Persistent identifier

Last updated
An introduction to persistent identifiers and FAIR data.

A persistent identifier (PI or PID) is a long-lasting reference to a document, file, web page, or other object.

Contents

The term "persistent identifier" is usually used in the context of digital objects that are accessible over the Internet. Typically, such an identifier is not only persistent but actionable: [1] you can plug it into a web browser and be taken to the identified source.

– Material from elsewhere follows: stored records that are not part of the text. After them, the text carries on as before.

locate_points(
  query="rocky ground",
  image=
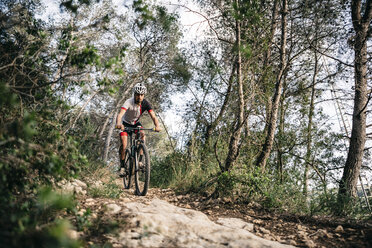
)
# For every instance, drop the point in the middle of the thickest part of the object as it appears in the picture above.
(164, 219)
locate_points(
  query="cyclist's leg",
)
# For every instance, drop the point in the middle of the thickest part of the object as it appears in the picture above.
(124, 140)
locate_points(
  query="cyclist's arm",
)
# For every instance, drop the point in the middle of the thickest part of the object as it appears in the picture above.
(119, 118)
(155, 120)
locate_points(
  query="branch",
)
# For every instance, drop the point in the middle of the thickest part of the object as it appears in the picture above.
(207, 19)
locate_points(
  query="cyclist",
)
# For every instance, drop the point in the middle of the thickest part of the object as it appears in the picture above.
(130, 114)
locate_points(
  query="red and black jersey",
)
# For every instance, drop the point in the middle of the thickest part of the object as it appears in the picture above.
(134, 111)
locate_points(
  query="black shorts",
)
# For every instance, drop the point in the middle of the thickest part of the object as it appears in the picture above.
(138, 124)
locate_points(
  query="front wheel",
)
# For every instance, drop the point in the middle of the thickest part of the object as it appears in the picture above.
(128, 168)
(142, 170)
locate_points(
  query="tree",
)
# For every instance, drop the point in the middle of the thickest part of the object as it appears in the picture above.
(271, 122)
(361, 24)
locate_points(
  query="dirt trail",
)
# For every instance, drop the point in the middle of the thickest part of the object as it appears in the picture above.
(137, 224)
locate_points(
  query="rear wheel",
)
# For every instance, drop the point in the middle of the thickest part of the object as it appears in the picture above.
(128, 168)
(142, 170)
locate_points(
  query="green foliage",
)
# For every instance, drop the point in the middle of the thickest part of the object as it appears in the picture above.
(33, 221)
(88, 56)
(107, 190)
(145, 13)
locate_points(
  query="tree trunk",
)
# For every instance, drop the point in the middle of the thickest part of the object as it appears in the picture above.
(213, 125)
(235, 137)
(309, 128)
(267, 58)
(280, 163)
(271, 123)
(347, 187)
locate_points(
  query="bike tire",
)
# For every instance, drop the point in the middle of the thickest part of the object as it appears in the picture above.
(142, 175)
(128, 167)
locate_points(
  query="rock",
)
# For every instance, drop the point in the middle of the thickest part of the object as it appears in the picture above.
(291, 242)
(235, 223)
(301, 228)
(302, 234)
(263, 230)
(81, 212)
(258, 222)
(309, 243)
(80, 183)
(339, 229)
(73, 234)
(161, 224)
(113, 208)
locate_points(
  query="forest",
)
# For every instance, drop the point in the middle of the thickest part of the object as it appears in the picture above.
(273, 99)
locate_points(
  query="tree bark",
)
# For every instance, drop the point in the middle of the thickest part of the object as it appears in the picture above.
(348, 183)
(213, 125)
(271, 123)
(235, 137)
(309, 128)
(267, 58)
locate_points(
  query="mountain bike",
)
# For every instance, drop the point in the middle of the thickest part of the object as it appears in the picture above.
(136, 161)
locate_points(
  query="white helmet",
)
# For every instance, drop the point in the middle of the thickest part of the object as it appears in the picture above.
(140, 88)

Of course, the issue of persistent identification predates the Internet. Over centuries, writers and scholars developed standards for citation of paper-based documents so that readers could reliably and efficiently find a source that a writer mentioned in a footnote or bibliography. After the Internet started to become an important source of information in the 1990s, the issue of citation standards became important in the online world as well. Studies have shown that within a few years of being cited, a significant percentage of web addresses go "dead", [2] [3] a process often called link rot. Using a persistent identifier can slow or stop this process.

An important aspect of persistent identifiers is that "persistence is purely a matter of service". [4] That means that persistent identifiers are only persistent to the degree that someone commits to resolving them for users. No identifier can be inherently persistent, however many persistent identifiers are created within institutionally administered systems with the aim to maximise longevity.

However, some regular URLs (i.e. web addresses), maintained by the website owner, are intended to be long-lasting; these are often called permalinks.

Examples

People and organisations:

Publications:

Uniform Resource Identifiers:

Combined persistent identifier and archiving functionality is provided by services such as the Internet Archive perma.cc, archive.today, and WebCite such that anyone can archive a web page to prevent link rot of a URL.[ citation needed ]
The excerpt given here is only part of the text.